The most famous pale was in Ireland in the 14th and 15th centuries, and was known simply as the Pale, or as the English Pale. This was a region in a radius of twenty miles (32 km) around Dublin which the English gradually fortified against incursion from Gaelic Ireland.
Torre killed his streak to show that he could, but he, like most "old school" managers and GMs, actually thinks that Pierre is a good baseball player.
This is just not true. AAA has quadruple-A players, rehabbing major leaguers, and guys one step away from contributing to the majors.

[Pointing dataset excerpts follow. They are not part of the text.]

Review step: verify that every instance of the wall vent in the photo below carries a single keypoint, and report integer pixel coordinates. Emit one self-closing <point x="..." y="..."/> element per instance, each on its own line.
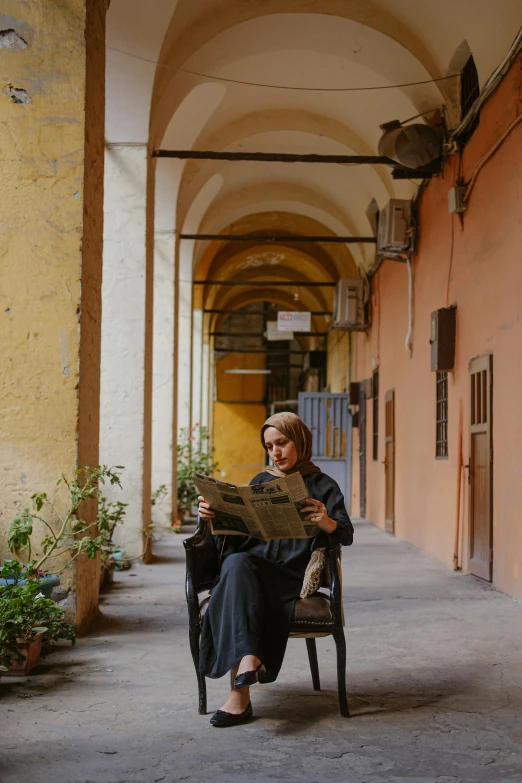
<point x="349" y="305"/>
<point x="394" y="234"/>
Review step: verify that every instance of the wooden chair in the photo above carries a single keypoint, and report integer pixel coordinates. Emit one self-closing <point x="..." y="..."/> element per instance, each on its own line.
<point x="318" y="615"/>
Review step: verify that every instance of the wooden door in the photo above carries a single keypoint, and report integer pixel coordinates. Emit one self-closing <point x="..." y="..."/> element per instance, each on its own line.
<point x="389" y="461"/>
<point x="362" y="449"/>
<point x="480" y="467"/>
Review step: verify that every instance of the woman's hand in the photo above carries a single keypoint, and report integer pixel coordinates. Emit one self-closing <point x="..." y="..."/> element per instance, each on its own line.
<point x="204" y="509"/>
<point x="317" y="513"/>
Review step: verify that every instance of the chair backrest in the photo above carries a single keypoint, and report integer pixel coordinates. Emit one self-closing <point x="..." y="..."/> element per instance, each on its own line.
<point x="202" y="558"/>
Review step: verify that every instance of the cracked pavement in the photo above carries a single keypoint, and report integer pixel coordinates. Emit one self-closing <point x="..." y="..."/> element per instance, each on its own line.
<point x="434" y="684"/>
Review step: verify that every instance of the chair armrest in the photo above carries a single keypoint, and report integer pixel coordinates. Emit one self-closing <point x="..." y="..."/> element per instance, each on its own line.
<point x="202" y="558"/>
<point x="333" y="555"/>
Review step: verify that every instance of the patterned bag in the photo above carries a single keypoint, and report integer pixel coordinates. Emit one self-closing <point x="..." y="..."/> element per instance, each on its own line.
<point x="314" y="573"/>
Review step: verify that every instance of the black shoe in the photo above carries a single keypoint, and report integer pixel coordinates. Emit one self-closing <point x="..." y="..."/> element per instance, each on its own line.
<point x="223" y="719"/>
<point x="247" y="678"/>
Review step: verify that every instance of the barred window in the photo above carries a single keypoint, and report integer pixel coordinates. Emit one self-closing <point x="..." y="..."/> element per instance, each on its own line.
<point x="375" y="432"/>
<point x="469" y="92"/>
<point x="441" y="449"/>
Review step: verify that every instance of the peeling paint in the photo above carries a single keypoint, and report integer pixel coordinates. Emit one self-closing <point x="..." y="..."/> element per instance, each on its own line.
<point x="9" y="39"/>
<point x="18" y="94"/>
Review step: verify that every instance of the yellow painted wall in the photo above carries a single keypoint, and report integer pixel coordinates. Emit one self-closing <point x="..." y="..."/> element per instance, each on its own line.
<point x="50" y="248"/>
<point x="338" y="365"/>
<point x="237" y="445"/>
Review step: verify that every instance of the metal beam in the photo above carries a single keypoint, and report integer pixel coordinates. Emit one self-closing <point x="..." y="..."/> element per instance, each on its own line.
<point x="277" y="157"/>
<point x="280" y="238"/>
<point x="263" y="282"/>
<point x="271" y="351"/>
<point x="259" y="312"/>
<point x="260" y="334"/>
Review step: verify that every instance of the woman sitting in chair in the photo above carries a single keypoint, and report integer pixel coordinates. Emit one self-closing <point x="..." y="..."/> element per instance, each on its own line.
<point x="246" y="626"/>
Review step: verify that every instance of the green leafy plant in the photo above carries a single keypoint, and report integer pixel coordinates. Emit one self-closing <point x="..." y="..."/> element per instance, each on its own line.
<point x="110" y="515"/>
<point x="67" y="534"/>
<point x="158" y="495"/>
<point x="25" y="612"/>
<point x="195" y="455"/>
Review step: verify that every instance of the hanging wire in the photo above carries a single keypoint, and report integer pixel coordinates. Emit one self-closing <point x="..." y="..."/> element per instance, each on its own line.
<point x="281" y="86"/>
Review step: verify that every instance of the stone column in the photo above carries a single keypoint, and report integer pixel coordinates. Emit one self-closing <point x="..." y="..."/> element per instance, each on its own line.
<point x="197" y="365"/>
<point x="51" y="229"/>
<point x="123" y="330"/>
<point x="163" y="361"/>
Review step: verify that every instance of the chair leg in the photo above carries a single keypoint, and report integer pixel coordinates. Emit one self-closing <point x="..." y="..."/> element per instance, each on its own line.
<point x="194" y="633"/>
<point x="340" y="644"/>
<point x="314" y="666"/>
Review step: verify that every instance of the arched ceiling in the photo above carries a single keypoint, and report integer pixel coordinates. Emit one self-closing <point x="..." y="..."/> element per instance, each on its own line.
<point x="293" y="43"/>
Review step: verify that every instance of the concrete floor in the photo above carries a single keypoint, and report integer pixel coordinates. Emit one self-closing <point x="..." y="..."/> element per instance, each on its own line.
<point x="434" y="681"/>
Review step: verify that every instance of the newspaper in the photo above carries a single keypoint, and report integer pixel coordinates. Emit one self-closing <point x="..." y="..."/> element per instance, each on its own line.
<point x="267" y="511"/>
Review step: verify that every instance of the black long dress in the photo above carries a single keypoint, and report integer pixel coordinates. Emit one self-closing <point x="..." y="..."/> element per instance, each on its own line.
<point x="251" y="607"/>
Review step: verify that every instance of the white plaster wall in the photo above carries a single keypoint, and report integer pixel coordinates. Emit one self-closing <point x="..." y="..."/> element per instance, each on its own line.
<point x="197" y="325"/>
<point x="163" y="342"/>
<point x="162" y="374"/>
<point x="123" y="331"/>
<point x="205" y="384"/>
<point x="184" y="353"/>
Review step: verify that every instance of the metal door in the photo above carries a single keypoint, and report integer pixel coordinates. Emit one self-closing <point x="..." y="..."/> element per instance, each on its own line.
<point x="480" y="467"/>
<point x="362" y="449"/>
<point x="389" y="461"/>
<point x="330" y="421"/>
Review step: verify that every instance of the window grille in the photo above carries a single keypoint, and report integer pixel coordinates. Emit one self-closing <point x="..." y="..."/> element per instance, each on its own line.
<point x="375" y="432"/>
<point x="469" y="92"/>
<point x="441" y="451"/>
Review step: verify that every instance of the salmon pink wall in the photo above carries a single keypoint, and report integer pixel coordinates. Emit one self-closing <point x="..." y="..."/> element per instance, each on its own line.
<point x="474" y="262"/>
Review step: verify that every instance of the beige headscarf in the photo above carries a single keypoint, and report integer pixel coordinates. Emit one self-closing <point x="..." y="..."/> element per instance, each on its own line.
<point x="294" y="429"/>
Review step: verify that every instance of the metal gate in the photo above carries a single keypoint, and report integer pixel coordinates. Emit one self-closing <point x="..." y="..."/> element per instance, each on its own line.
<point x="329" y="419"/>
<point x="480" y="467"/>
<point x="362" y="450"/>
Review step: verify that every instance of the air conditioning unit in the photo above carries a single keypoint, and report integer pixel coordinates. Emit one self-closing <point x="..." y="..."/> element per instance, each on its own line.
<point x="349" y="305"/>
<point x="394" y="223"/>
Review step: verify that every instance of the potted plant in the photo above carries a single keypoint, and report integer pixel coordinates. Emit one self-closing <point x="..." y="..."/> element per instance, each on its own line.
<point x="195" y="455"/>
<point x="26" y="617"/>
<point x="67" y="534"/>
<point x="110" y="515"/>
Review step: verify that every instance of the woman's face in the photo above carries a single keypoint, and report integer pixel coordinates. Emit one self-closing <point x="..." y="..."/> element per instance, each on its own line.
<point x="281" y="449"/>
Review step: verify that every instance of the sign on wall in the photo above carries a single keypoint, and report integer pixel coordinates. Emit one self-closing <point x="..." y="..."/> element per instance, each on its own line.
<point x="273" y="333"/>
<point x="292" y="321"/>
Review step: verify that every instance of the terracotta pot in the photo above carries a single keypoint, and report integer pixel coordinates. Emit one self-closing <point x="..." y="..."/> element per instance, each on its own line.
<point x="30" y="649"/>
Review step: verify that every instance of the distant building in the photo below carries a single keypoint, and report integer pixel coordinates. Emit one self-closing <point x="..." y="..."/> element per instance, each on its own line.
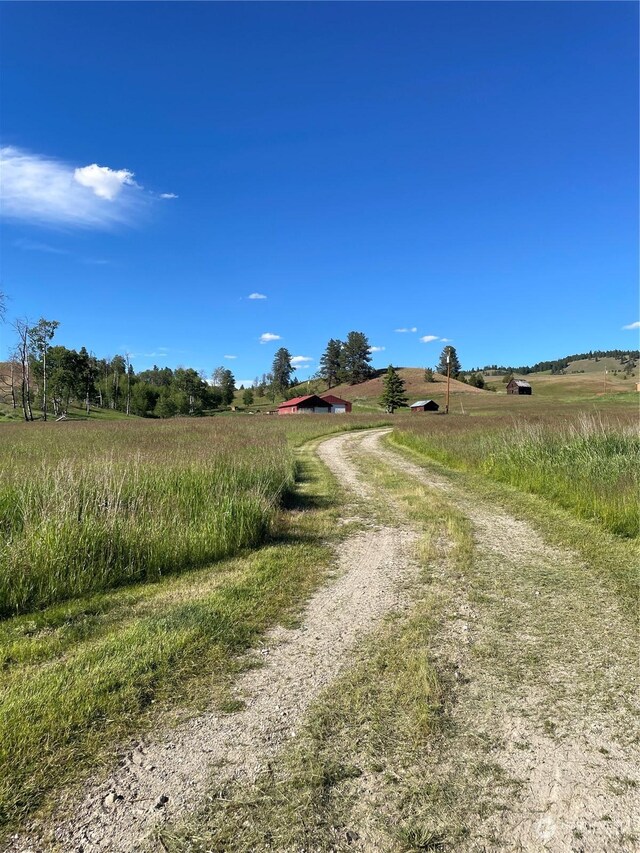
<point x="309" y="405"/>
<point x="424" y="406"/>
<point x="338" y="406"/>
<point x="518" y="386"/>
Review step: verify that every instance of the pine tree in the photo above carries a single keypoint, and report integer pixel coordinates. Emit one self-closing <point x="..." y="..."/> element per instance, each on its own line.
<point x="282" y="370"/>
<point x="393" y="394"/>
<point x="330" y="363"/>
<point x="355" y="358"/>
<point x="454" y="362"/>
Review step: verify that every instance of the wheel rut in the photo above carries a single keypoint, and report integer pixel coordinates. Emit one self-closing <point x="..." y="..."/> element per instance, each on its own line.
<point x="161" y="779"/>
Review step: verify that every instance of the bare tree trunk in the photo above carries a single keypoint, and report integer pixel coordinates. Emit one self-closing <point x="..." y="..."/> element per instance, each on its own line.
<point x="128" y="384"/>
<point x="44" y="382"/>
<point x="22" y="330"/>
<point x="14" y="402"/>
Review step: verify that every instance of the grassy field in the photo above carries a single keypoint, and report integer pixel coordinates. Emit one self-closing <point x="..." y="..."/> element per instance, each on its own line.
<point x="139" y="560"/>
<point x="589" y="464"/>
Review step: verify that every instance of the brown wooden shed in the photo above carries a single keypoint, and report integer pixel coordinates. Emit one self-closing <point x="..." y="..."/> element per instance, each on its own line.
<point x="518" y="386"/>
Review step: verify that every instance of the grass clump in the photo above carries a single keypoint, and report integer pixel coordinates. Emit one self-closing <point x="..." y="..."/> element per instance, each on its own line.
<point x="588" y="465"/>
<point x="82" y="676"/>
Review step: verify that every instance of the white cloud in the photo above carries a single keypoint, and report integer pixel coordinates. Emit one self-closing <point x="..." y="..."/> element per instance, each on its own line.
<point x="33" y="246"/>
<point x="105" y="182"/>
<point x="47" y="191"/>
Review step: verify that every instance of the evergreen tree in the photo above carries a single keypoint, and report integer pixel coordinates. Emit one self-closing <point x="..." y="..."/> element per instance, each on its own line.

That was exactly my point. By the way- where can we get pitch count numbers for those AA games? My recollection is he was only going 5ish IP/start for total inning conservation reasons, but he was pretty much maxing his pitch count by then anyhow.
If Ned dealt Pierre/Hu for Dunn, that would be the most lopsided trade the Dodgers have made in a long time.
Rosenthal's ramblings are just that: Any body with a keyboard could do it.
Sure he's a project, but we got him in the 2nd round so who cares. For once we got an athletic big and I can't remember the last time the Clips had an athletic big. Basically he's going to be Tyson Chandler and I can live with that. For fun check out this footage
http://tinyurl.com/4k4djx
Yeah, but for once we are on the right side of the lop sided trade rumor and when was the last rumor that had us on the winning side?
As 68 said worrying about Dunn's power translating to LA seems out of place. It is not like the guy is hitting pop flies that carry out. He is a beast in LF but given our power problems I could live with it even though I'd be doing some serious jaw clenching.
His excellent stats aside, Jeff Keppinger is probably not considered the long term solution for the Reds at SS.
Memphis will ultimately have gotten some cap room, Marc Gasol, Javaris Crittenton, Darrell Author and the Lakers 2010 first round pick for Pau Gasol, Chad Ford rightly said the Lakers would do that deal 100 times over.
vr, Xei
I've always wondered what can be learned in bullpen sessions. I have no idea.
What do others think (aside from Toy Cannon).